YARGISAL DARBE VE YARGISAL EYLEMCİLİĞİ BİRBİRİNDEN AYIRAN ÖLÇÜTLER

Yasal Dayanak:

ü  Yargısal eylemcilik, mevcut yasalara veya anayasalara dayanarak yargı organlarının etkin rol alması olarak tanımlanır

 

ü  Yargısal darbe ise yasalara veya anayasaya aykırı şekilde yargı organlarının yetkilerini aşması veya siyasal otoritenin yargıya müdahalesini ifade eder.

Hukukun Üstünlüğü İlkesine Uygunluk:

ü  Yargısal eylemcilik, hukukun üstünlüğünü koruma amacı taşır ve genellikle bu ilkeye uygun kararlar almaya odaklanır.

 

ü  Yargısal darbe ise hukukun üstünlüğüne zarar verir ve siyasal güçlerin yargı üzerinde baskı kurarak hukukun üstünlüğünü zayıflatmaya veya ortadan kaldırmaya yönelik olabilir.

Siyasal Bağımsızlık:

ü  Yargısal eylemcilik, yargı organlarının siyasal etkilerden bağımsız olarak karar vermesini ifade eder.

 

ü  Yargısal darbe ise yargının siyasal otorite veya diğer devlet organları tarafından kontrol edilmesini veya manipüle edilmesini ifade eder.

Toplumsal Etkiler:

ü  Yargısal eylemcilik, toplumsal adaleti sağlamak, hakları korumak veya hukuksal boşlukları doldurmak gibi pozitif etkilere sahip olabilir.

 

ü  Yargısal darbe ise toplumsal huzursuzluğa, hukukun zayıflamasına ve demokratik normlara zarar verebilir.

Demokratik Süreçlere Saygı:

ü  Yargısal eylemcilik, genellikle demokratik süreçlere saygı gösterir ve yasama organlarının yetkisine müdahale etmek yerine yasama organları ile işbirliği içinde hareket edebilir.

 

ü  Yargısal darbe ise demokratik süreçleri ve diğer devlet organlarının yetkilerini görmezden gelir veya zayıflatır.

Amaç:

ü  Yargısal Darbe: Anayasal düzeni ve siyasal sistemi değiştirmeyi, mevcut siyasal iktidarı devirmeyi veya zayıflatmayı amaçlar.

 

ü  Yargısal Eylemcilik: Hukukun yorumlanması ve uygulanmasında daha geniş bir rol üstlenerek, sosyal ve politik değişimleri özendirmeyi amaçlar.

Yöntem:

ü  Yargısal Darbe: Anayasa Mahkemesi veya yüksek mahkemeler gibi üst mahkemeler tarafından, genellikle yasama veya yürütme organına karşı, doğrudan ve açık bir şekilde gerçekleştirilir.

 

ü  Yargısal Eylemcilik: Daha alt mahkemelerde de görülebilir ve genellikle daha incelikli ve dolaylı yöntemlerle, yasal boşlukları doldurarak veya yasaların yorumunda geniş veya dar bir takdir yetkisi kullanarak gerçekleştirilir.

Etki:

ü  Yargısal Darbe: Kısa vadede siyasal istikrarsızlık ve belirsizlik yaratabilir.
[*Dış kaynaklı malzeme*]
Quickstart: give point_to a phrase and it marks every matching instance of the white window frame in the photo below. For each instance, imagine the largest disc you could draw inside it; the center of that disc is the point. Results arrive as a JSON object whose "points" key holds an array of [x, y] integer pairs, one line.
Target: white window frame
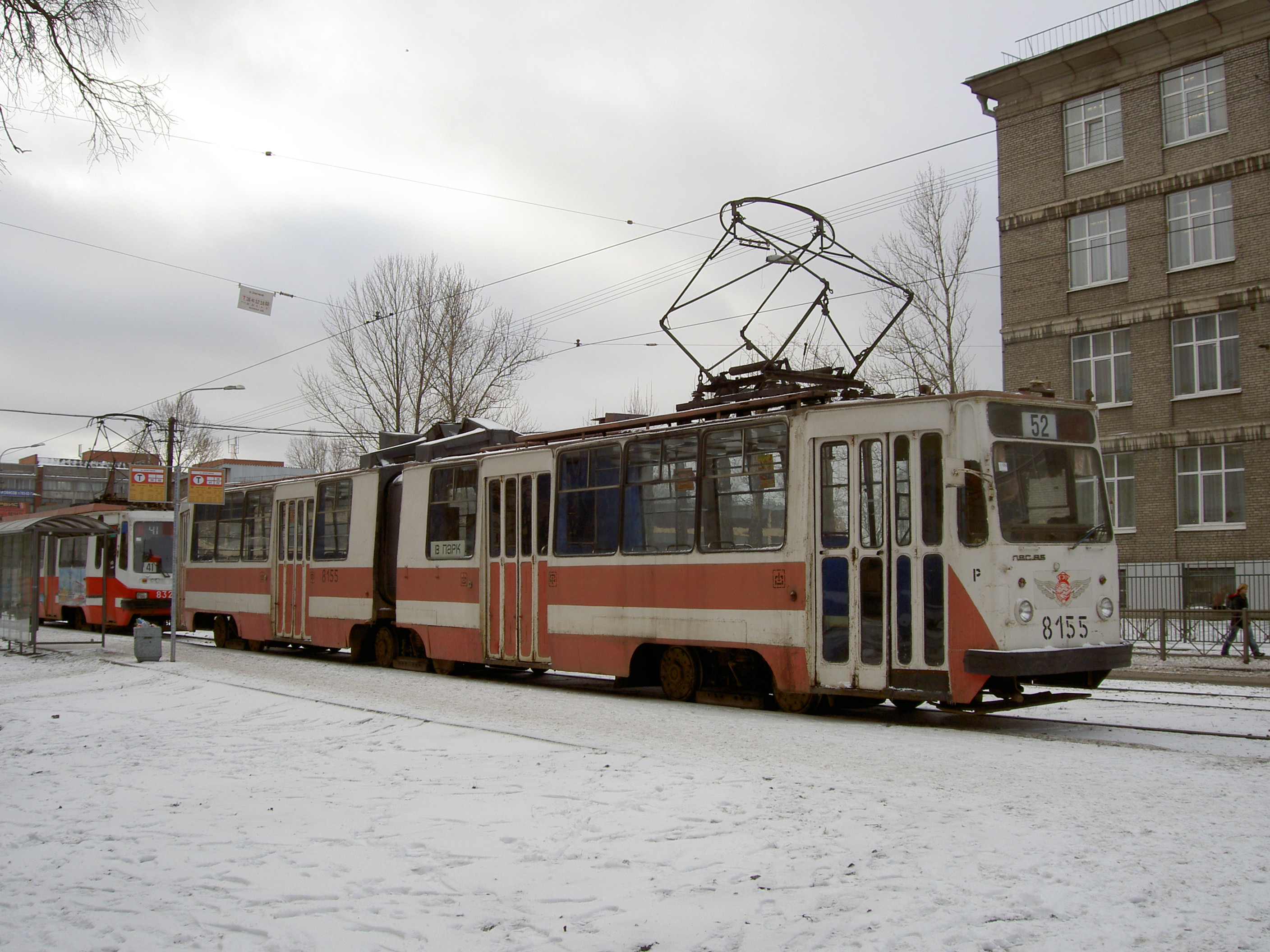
{"points": [[1194, 92], [1198, 217], [1091, 124], [1098, 243], [1213, 475], [1118, 476], [1112, 366], [1217, 349]]}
Uzun vadede ise hukukun üstünlüğü ve demokrasiye zarar verebilir.

 

ü  Yargısal Eylemcilik: Toplumsal ve politik değişimleri hızlandırabilir veya engelleyebilir. Hukukun gelişmesine katkıda bulunabilir veya siyasal tarafsızlık ilkesini zedeleyebilir.

Meşruluk:

ü  Yargısal Darbe: Genellikle meşruluk zemini zayıftır ve kamuoyundan tepki alır.

 

ü  Yargısal Eylemcilik: Meşruluk düzeyi, kullanılan yöntemlere ve elde edilen sonuçlara göre değişir.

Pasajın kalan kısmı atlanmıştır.